Friday, June 24, 2005

OUseful Info

It feels like an age since I posted here, and checking out the dates of the previous posting suggests the same... The main reason (or one of them) has been time spent elsewhere - for example on my "institutional blog": OUseful Info.

OUseful Info tracks my thinking on matters and hacks relating to the Open University, and in particular (at the moment) tools geared towards the OU Library.

Recent postings there include a few thoughts on library toolbars, and a doodle on why e-learning's not just about web pages (more on that soon...).

Monday, June 06, 2005

Towards the Skeletal Web

The blogosphere went a little crazy last week with the announcement of the Google Sitemaps initiative, but in the true spirit of scholarly research I thought I'd jot down my own thoughts before seeing what everyone else has written...

My immediate impression, and one that I fired off to a couple of OU conferences the day the initiative was released, was that this seemed to me like Google trying to get webmasters to do a lot of the grunt work wrt site mapping. (For readers who haven't come across the thread before now Google are proposing that webmasters publish an XML site map somewhere obvious, and upload a copy to Google).

There's nothing really new about this, I guess - after all, Amazon has long been using the co-developer/user community to build Amazon storefronts with the Amazon e-commerce API...

The second thing that came to mind was - will all my separate Blogger pages now be described in a blog sitemap? (That would be handy...)
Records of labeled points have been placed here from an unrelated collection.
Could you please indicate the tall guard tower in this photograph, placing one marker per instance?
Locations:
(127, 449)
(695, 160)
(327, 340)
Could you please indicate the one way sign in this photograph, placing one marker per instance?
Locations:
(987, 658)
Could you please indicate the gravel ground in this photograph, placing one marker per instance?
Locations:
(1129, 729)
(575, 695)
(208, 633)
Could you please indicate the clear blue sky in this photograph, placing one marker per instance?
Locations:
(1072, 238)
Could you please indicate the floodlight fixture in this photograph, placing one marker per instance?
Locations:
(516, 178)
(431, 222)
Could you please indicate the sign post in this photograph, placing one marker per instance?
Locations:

The third thought that struck me was what this might mean in terms of republishing the web...

Let me explain: one way of categorising websites is to look at them as: 1) content pages, 2) presented with some styling/branding (and extraneous advertising!), 3) organised according to the site architecture.

It's easy enough to lose the style gubbins by simply republishing each page as unstyle XML, or even RSS, but there is then a problem for the user wishing to navigate your site (other than by maintaining a sitewide RSS link'n'highlights feed). However, if the sitemap becomes widely used, as it may with the weight of Google behind it, and probably will if the other search engines get into it too, then it will provide a way of navigating the feed web easily.

So imagine - I stumble across a web page (a real web page one day, that I like the content of, and that also suggests a good site behind it. Considerate as the designer is, the page is <link /> tagged with references to the RSS feed for the page (in a standardised form easily derived from the URI of the (X)HTML page) and also to the sitemap (e.g. <link rel="sitemap" href="" />)...

...and now the site is mine...I can provide my own navigation, style the content pages as I wish, and dump the ads and extra pages...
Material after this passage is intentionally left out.